Die Vfn. schildert im Folgenden das Vorgehen und die innerkirchlichen Diskussionen in der katholischen Kirche nach 1968. So konstituierten sich in der Folge des Zweiten Vatikanischen Konzils Synoden, die die Ergebnisse des Konzils für die innerkirchliche Situation in der DDR umsetzen wollten. In den 1970er Jahren wertete der Heilige Stuhl als Folge der Ostverträge die Jurisdiktion in der DDR und die Berliner Bischofskonferenz auf. Die vollkommene Anerkennung der Eigenständigkeit der DDR und ihrer Staatsgrenzen war damit nicht verbunden; die DDR forderte daher weitere Anpassungen (199). 1980 starb Kardinal Bengsch, der langjährige Vorsitzende der Berliner Bischofskonferenz. Sein Nachfolger im Bischofsamt wurde Joachim Meisner, Georg Schaffran übernahm den Vorsitz der Berliner Bischofskonferenz. In den 1980er Jahren verließ die katholische Kirche langsam den Kurs der politischen Abstinenz. 1987 fand in Dresden erstmals ein Katholikentag für Gläubige aus der gesamten DDR statt; mehr als 100.000 Menschen nahmen teil (203).
Die Lage der evangelischen Kirche, ihre innere Haltung zum Staat und ihr Ringen um Anerkennung stellt die Vfn. jeweils in knappen Exkursen, teilweise innerhalb der Fußnoten, dar.
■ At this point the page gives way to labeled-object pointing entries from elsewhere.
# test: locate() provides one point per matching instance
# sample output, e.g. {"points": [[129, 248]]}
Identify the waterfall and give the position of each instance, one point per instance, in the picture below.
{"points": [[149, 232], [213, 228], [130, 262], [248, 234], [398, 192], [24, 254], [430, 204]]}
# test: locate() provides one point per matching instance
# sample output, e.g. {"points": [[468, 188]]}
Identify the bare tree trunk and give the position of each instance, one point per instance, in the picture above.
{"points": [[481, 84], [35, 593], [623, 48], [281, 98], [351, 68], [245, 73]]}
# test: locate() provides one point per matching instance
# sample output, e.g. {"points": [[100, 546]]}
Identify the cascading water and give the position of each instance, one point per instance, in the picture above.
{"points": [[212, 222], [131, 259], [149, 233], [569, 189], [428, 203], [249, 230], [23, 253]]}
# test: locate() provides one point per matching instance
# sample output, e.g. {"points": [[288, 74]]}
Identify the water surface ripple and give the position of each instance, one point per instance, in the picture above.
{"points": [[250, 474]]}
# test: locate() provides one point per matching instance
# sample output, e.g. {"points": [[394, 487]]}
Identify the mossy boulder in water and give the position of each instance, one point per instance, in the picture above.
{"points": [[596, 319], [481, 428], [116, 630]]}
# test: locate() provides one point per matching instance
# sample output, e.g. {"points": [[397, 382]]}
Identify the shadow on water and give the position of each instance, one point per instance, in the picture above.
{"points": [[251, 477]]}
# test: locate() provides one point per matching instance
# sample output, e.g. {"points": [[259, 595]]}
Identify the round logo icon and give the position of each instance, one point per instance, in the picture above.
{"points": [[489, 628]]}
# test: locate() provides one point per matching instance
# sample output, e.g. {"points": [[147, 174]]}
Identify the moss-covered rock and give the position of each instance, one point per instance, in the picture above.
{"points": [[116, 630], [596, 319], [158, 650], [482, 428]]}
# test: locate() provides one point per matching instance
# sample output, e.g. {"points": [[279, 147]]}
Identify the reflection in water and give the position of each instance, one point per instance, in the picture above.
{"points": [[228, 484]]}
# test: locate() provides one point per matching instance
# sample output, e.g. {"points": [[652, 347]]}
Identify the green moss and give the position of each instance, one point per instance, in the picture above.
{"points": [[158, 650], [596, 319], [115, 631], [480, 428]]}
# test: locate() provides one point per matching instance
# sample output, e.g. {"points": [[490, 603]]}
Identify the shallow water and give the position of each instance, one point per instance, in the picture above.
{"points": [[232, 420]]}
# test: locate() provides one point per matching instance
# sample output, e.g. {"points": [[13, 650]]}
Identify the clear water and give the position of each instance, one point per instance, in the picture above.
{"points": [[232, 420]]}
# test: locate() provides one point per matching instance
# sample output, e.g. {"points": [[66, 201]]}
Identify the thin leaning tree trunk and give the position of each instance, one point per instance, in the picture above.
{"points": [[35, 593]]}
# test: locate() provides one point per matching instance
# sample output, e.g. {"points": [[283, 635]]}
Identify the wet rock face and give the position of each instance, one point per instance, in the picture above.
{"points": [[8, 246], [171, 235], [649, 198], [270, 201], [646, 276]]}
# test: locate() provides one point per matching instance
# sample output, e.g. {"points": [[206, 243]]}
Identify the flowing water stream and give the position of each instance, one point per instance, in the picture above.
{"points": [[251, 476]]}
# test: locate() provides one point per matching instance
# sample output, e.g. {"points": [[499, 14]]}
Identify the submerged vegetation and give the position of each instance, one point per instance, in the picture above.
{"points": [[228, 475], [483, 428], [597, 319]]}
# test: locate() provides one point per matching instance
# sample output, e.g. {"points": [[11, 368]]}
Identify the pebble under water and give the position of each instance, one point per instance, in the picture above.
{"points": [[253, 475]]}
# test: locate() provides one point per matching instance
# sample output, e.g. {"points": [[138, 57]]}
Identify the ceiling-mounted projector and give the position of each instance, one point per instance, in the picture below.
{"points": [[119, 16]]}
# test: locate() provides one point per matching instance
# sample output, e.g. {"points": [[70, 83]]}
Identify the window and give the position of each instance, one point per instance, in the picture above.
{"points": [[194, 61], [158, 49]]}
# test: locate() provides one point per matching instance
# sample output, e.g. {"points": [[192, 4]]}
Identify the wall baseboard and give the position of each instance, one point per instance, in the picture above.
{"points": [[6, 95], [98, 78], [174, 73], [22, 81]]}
Deutlich ist, dass die katholische Kirche als Weltkirche von anderen Voraussetzungen geprägt ist als die eher regional agierenden evangelischen Landeskirchen. Es liegt jedoch auf der Hand, dass die Kirchenpolitik der SED zunächst auf die evangelische Kirche gerichtet war. So liegt es nahe, dass die staatskirchenrechtliche Behandlung der katholischen Kirche durch den Staat entweder im Kielwasser der evangelischen Kirche oder aber in bewusster Abgrenzung hierzu erfolgte. Dieser Spur geht die Arbeit nicht oder nur in Ansätzen nach. Die innere, unausgesprochene Grundthese des Buchs ist die Annahme, die staatskirchenrechtliche Stellung der katholischen Kirche in der DDR könnte auch unabhängig von der evangelischen Kirche verstanden werden. Dies darf bezweifelt werden. Abgesehen davon ist der Vfn. für ein gut lesbares, nachvollziehbar gegliedertes und informatives Buch zu danken, das zwei Perspektiven instruktiv zusammenbringt, die in dieser Form noch nicht miteinander in Beziehung gesetzt wurden.